During his mission, Dr Hardmeier plans to extend to the prediction of discourse connectives a discourse element prediction model originally developed for anaphoric pronouns. The extended model will then be used for experiments related to cross-lingual annotation of discourse properties. This extension to discourse connectives pursues two goals related to the scientific objectives of the TextLink COST Action:
1. While developing the classifier, it will be tested on different feature configurations and context windows. This should allow an estimate on how much context is needed to make reliable predictions for discourse connectives. Having this information will be useful when designing semi-automatic annotation methods for discourse connectives, which is one goal of the COST Action.
2. Once the classifier is ready, it can be used to predict discourse connectives in parallel texts. Of particular interest are those situations where one language lacks an explicit connective, expressing the discourse relation implicitly instead. In these cases, the classifier will be used to predict an explicit discourse connective, which can be used in disambiguating the implicit relation. This would result in a method for automatic large-scale annotation of implicit discourse relations, another goal of the COST Action.

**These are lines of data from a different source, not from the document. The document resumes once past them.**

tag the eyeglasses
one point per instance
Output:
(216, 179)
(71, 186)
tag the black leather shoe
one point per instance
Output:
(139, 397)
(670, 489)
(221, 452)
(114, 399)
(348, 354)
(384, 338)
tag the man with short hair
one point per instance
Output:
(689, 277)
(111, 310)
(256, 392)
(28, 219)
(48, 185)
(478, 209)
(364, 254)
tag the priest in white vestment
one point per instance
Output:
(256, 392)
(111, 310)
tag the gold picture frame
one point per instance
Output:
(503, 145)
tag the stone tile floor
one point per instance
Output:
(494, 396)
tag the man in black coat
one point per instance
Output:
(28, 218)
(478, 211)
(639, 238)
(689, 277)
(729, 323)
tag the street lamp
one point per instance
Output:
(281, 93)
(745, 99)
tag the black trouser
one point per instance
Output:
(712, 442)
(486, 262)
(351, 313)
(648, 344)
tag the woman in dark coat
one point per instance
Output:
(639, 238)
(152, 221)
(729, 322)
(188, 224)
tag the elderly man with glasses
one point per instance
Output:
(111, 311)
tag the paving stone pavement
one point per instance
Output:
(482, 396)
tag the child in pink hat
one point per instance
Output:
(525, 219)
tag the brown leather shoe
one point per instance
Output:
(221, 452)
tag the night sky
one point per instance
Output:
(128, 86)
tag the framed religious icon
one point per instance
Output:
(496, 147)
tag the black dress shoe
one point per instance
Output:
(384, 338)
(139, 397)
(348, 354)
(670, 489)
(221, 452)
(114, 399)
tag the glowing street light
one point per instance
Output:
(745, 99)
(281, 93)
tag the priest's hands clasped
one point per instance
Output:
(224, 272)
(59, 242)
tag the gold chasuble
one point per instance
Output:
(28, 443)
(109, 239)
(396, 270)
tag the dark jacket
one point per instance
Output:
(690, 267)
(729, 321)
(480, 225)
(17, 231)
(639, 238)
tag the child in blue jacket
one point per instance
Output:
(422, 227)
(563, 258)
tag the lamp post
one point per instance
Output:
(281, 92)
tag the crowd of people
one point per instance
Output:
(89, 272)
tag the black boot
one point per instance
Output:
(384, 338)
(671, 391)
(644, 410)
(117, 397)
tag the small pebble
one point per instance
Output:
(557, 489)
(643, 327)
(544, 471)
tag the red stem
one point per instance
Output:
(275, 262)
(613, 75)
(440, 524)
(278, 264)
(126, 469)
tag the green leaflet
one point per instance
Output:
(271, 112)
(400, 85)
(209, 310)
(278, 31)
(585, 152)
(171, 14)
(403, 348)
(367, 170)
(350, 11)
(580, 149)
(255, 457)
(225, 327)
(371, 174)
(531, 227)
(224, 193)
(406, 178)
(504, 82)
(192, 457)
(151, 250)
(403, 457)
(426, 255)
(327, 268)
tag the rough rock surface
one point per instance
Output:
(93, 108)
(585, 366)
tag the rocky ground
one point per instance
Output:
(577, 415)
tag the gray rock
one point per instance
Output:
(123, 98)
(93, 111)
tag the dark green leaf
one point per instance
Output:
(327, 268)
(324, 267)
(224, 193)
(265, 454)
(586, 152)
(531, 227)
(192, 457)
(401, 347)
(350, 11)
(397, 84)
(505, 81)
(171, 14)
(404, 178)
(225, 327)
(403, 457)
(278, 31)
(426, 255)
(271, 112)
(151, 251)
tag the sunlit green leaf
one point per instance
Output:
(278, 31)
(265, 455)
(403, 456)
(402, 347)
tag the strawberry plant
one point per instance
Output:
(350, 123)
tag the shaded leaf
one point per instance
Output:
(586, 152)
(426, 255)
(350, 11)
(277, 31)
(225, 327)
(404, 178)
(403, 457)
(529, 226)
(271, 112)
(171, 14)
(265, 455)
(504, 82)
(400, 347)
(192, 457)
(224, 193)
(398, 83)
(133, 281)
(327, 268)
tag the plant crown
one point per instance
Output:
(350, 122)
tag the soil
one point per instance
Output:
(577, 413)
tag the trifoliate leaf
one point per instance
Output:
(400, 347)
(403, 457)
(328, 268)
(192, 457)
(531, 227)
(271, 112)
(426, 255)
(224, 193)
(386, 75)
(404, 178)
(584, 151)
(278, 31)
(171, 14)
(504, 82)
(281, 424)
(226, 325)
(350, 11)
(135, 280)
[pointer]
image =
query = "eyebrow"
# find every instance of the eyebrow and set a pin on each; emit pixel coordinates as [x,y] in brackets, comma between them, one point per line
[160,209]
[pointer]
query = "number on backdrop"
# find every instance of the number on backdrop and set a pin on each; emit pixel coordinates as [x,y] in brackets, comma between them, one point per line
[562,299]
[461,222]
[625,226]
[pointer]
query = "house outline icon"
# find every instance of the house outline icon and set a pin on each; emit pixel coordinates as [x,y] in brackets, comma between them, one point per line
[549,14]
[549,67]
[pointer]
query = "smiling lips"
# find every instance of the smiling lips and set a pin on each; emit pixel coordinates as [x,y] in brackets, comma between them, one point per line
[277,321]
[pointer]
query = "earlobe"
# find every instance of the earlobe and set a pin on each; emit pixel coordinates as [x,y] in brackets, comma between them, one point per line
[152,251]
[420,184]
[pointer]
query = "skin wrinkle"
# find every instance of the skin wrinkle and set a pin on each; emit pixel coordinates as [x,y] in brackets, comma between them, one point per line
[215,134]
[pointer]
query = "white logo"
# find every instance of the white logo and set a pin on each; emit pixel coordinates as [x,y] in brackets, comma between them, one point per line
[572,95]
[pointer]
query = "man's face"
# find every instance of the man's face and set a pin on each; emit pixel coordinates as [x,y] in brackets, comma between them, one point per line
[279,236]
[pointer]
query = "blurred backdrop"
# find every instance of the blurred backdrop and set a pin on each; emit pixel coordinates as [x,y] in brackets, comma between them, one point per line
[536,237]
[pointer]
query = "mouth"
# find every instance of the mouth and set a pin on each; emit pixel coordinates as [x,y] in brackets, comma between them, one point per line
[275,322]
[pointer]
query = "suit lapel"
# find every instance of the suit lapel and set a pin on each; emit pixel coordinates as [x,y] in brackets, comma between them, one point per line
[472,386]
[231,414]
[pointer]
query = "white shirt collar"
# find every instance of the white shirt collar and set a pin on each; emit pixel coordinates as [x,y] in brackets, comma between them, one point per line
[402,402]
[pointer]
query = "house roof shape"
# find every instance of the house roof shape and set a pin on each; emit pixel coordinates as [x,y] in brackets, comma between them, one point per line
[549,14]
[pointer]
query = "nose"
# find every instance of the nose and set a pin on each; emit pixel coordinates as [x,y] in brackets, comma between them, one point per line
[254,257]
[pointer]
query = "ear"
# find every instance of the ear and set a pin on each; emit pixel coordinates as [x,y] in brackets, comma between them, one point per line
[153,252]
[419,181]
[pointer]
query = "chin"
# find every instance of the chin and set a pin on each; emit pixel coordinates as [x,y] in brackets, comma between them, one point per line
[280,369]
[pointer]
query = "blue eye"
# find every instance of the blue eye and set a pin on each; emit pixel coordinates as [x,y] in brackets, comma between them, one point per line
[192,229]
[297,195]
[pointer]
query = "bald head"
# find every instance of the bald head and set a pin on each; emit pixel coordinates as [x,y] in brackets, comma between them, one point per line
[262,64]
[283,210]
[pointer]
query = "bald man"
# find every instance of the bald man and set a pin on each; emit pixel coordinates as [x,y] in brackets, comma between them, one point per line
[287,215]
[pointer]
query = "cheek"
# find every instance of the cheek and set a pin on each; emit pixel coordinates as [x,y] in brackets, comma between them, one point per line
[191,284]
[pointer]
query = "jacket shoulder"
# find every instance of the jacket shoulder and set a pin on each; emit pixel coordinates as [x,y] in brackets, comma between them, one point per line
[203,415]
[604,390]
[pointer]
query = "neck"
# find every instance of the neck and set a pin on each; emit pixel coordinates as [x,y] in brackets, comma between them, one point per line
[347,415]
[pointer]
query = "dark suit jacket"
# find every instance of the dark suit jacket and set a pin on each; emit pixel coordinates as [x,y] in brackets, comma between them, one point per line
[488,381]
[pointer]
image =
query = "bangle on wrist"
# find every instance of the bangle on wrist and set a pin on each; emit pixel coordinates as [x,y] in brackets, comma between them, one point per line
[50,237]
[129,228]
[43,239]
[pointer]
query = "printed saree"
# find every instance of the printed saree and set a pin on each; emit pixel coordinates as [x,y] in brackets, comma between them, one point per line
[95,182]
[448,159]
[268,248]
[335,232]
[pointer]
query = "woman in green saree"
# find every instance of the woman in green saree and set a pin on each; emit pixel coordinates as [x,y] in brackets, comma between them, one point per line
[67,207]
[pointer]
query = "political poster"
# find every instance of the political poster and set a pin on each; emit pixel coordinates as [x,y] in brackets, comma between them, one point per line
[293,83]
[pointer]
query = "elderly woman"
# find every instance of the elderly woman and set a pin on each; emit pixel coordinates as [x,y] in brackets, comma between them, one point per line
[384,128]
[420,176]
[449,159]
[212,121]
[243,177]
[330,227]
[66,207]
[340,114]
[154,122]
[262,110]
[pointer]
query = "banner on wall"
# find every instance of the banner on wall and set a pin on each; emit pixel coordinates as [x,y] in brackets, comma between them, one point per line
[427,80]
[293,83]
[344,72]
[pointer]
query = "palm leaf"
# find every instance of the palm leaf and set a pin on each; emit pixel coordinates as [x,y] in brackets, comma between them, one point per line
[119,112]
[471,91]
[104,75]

Based on these goals, the following work will be carried out:
1. Adaptation of the structure and the input features of the pronoun prediction neural network of Hardmeier et al. (EMNLP 2013) for prediction of discourse connectives (3 weeks).
2. Running of systematic experiments with different feature sets and context sizes to determine the impact of these choices on prediction performance (1 week).
3. Testing of the resulting predictor on corpus examples where there target language lacks an explicit discourse connective and evaluate how well these predictions reflect the nature of the implicit discourse relation (2 weeks).